While Sesame Street continues to evolve and entertain, Asterix seems to have run out of magic potion, however both brands continue to release new content. The difference lies in the fact that to countless Asterix fans, every new adventure book is a disappointment, gradually chipping away at the value the brand has built over the years.

So when, if ever, is it time to draw the curtains and put a brand to bed?

Some brands are in a constant state of expansion, keeping their core concept, but adapting to the times; Mickey Mouse might be digitally animated, but he’s still the same character. Similarly, Star Wars continues to explore a galaxy far, far away with a constant stream of video games, cartoons, toys and even an upcoming television series. Other properties may drift in and out of public conscience, but there are a rare few that are always at the fore, and seemingly untouchable when it comes to sustained popularity.

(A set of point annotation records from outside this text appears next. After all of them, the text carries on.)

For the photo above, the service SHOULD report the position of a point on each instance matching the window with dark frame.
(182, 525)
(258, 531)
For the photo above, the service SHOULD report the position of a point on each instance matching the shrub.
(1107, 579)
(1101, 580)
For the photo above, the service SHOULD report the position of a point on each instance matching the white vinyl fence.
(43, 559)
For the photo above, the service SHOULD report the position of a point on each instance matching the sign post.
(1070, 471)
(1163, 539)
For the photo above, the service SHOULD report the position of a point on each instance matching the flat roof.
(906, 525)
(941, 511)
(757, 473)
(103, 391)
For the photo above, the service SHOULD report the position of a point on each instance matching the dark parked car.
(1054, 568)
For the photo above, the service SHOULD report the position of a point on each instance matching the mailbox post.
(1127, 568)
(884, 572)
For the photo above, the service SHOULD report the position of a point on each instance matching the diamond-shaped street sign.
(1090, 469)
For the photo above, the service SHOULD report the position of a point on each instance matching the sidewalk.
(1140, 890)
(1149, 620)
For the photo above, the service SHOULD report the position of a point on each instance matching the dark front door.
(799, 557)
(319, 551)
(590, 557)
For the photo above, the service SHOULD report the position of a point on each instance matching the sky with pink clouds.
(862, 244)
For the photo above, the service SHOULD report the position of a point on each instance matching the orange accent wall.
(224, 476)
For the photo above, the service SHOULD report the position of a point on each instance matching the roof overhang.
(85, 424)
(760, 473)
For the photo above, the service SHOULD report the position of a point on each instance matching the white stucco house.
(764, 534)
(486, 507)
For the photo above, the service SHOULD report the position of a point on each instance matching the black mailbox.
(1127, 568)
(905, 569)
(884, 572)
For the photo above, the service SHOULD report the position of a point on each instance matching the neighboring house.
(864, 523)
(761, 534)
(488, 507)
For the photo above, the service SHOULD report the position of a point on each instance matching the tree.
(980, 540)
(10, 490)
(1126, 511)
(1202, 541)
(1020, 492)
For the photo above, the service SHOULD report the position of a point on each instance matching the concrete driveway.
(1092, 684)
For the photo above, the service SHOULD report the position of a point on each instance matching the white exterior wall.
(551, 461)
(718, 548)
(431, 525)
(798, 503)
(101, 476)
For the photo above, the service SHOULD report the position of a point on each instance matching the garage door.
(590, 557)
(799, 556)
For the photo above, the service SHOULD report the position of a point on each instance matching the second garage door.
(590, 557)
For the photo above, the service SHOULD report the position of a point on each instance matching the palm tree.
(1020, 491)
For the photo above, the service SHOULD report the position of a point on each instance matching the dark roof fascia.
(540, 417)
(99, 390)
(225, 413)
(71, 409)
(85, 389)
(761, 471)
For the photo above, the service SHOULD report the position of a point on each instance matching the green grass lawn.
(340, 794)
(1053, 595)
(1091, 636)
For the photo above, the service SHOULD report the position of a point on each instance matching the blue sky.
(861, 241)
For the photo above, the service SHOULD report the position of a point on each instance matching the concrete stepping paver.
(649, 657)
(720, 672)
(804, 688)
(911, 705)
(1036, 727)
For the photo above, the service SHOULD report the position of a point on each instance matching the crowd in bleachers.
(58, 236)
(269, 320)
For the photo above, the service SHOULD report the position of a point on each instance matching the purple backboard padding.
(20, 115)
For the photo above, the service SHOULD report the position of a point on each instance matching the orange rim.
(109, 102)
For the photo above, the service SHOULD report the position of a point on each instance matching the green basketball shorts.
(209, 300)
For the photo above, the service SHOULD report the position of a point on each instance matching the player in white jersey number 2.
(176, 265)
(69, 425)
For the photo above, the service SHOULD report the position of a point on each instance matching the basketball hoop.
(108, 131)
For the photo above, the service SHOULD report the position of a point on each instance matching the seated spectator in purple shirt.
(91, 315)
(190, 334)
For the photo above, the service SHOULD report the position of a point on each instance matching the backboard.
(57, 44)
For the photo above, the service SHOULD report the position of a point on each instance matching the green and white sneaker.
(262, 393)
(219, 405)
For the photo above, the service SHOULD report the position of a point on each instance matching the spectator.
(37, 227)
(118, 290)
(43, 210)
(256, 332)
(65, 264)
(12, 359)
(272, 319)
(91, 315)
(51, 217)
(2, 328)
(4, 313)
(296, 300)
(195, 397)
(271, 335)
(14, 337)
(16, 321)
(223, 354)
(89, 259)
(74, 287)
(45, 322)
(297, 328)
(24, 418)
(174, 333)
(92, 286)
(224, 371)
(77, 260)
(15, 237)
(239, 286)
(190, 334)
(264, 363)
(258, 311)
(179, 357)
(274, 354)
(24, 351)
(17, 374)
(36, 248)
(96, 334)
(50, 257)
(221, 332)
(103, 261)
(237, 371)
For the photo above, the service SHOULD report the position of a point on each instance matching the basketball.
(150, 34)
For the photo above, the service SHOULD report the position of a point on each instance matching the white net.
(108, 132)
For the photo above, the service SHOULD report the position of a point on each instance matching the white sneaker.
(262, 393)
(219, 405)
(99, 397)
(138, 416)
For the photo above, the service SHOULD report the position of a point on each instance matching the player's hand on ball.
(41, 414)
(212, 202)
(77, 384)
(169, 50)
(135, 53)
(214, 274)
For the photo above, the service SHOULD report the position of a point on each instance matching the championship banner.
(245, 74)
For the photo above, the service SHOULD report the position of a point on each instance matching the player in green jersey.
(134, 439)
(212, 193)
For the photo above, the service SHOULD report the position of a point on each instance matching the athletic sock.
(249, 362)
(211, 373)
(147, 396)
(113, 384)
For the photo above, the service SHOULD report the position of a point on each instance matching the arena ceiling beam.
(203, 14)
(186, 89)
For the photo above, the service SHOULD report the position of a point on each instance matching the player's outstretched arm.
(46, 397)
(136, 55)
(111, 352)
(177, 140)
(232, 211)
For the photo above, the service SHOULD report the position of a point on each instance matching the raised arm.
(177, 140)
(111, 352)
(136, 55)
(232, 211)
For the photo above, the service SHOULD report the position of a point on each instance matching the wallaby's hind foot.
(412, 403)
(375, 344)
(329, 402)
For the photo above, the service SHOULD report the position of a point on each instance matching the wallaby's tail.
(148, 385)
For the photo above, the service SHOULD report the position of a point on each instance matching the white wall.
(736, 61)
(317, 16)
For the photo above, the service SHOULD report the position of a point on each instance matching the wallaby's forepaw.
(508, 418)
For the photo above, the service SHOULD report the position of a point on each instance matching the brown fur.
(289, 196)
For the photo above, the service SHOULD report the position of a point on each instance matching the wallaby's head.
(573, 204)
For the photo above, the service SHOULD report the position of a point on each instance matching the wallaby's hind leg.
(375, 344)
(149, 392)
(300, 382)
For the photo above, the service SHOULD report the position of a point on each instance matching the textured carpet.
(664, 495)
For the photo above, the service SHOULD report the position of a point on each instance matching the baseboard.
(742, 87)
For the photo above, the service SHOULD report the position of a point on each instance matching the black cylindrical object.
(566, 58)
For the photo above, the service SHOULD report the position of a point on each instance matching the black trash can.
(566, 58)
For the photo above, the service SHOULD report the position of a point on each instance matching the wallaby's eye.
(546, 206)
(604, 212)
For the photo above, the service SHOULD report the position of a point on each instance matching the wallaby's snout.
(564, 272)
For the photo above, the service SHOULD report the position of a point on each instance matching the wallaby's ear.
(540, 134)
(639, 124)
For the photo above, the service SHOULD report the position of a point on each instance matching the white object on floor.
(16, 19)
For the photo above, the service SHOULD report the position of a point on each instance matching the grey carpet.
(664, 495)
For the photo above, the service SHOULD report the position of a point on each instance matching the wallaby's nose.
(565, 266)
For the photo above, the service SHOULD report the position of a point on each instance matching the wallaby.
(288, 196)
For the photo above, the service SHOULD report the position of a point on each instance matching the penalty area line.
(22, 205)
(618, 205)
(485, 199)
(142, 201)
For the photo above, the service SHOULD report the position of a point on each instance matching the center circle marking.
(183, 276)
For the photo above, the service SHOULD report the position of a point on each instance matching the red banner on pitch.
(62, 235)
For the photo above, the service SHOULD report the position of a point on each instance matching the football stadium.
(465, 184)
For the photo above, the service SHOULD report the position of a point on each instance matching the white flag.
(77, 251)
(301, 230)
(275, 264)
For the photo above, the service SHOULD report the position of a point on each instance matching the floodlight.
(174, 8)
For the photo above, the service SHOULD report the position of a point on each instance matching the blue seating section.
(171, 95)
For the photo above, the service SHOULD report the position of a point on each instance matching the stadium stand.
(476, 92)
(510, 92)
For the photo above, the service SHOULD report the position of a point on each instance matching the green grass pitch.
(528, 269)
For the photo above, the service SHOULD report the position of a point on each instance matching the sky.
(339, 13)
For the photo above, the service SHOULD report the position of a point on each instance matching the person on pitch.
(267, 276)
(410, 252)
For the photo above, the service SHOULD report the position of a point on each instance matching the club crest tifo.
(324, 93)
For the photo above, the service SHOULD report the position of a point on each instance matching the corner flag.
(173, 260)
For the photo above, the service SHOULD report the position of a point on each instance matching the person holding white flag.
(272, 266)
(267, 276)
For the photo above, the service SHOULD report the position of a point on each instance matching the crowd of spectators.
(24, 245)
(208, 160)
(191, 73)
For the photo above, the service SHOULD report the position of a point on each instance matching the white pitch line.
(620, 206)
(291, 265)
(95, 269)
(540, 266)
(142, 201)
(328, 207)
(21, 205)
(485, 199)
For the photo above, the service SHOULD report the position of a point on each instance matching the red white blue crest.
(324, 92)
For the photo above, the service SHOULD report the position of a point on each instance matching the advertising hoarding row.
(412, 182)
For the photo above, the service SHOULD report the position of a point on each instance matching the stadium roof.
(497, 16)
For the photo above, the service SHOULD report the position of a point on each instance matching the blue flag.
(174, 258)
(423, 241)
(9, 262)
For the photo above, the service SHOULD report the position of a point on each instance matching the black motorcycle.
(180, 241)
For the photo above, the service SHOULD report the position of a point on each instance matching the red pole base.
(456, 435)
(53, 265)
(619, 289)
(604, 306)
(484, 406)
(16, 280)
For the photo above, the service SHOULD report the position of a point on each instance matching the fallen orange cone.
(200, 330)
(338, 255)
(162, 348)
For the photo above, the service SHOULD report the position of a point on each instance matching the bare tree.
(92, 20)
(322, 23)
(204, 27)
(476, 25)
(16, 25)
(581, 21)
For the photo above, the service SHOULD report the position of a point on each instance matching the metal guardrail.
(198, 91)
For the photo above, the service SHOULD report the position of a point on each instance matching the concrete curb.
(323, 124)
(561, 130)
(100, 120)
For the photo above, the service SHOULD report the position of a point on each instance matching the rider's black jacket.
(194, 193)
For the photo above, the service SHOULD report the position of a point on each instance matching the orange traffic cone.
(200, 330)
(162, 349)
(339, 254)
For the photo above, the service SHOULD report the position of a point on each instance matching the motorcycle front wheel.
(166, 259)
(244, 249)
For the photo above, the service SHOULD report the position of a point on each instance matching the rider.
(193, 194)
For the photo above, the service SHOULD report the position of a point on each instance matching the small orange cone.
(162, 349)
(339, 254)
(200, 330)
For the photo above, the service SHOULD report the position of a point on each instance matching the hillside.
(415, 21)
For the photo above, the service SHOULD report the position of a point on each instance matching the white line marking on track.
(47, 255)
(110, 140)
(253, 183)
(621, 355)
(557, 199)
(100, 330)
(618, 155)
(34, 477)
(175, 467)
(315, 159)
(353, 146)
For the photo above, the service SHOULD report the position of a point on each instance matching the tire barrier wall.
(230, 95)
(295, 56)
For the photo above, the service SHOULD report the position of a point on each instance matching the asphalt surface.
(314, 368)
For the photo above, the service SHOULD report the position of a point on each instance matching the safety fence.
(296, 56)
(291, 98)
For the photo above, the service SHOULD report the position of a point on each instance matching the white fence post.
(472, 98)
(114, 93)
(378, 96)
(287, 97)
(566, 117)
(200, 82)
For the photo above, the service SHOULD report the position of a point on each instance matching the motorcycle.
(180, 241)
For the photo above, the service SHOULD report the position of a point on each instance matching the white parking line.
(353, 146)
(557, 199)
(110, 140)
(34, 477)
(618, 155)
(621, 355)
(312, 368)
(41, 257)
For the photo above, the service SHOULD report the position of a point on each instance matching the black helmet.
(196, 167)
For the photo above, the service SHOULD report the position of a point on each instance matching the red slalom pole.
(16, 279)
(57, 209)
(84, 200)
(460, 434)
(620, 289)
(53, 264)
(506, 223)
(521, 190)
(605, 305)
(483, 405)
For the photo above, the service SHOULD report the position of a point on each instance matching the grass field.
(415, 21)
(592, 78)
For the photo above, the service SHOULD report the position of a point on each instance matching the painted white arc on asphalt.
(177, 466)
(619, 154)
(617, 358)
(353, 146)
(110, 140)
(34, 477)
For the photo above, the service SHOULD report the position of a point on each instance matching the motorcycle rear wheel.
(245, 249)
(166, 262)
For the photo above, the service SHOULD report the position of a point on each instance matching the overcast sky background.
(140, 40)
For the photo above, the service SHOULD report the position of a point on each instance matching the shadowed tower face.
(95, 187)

Then there’s the most unique of all brands; the one with a defined ending. The kind of book or show that finished with the audience wanting more, instead of eventually jumping the shark. Further products may still be released, but the core remains the same.

J.K. Rowling adamantly proclaims there will never be more Harry Potter books written, or movies made. Many people, myself included may find her integrity in telling a specific story admirable, but I’m left wondering if authors like A.A. Milne or J.M. Barrie thought the same thing about their creations decades ago. Both Peter Pan and now Winnie-the-Pooh have been given the sequel treatment, years after their original creators have passed away. Should their creations be left alone, with or without their estate’s approval?

Nowadays there is another element to consider – the fan created piece. Gone are the days when content was developed purely between dedicated creatives and the studios who funded them. The Web is absolutely heaving with videos and fan fiction, creating a dearth of new content. While it’s almost never recognized as an official component of the brand, the amount of content falling into this category is growing, and some brands even encourage it.

Of course the elephant in the room is the question, where are all the new brands being created? There are only so many re-makes that can be made, surely?

There are still many new ideas being explored, even more so as the technology involved in creating and delivering media continues to develop and become more accessible, however studios will continue taking the safest financial course by investing in a brand that already has a proven track record, be it securing younger new audiences with an already successful format, or luring back older audience with an existing emotional connection to the brand.

At the end of the day, profitability is going to define whether a brand continues to generate new material, but if we continue to creatively pursue new ideas, and tell new stories, it’s okay to accept a time when a character or series has finally ran it’s inevitable course. Or bashed it’s last Roman.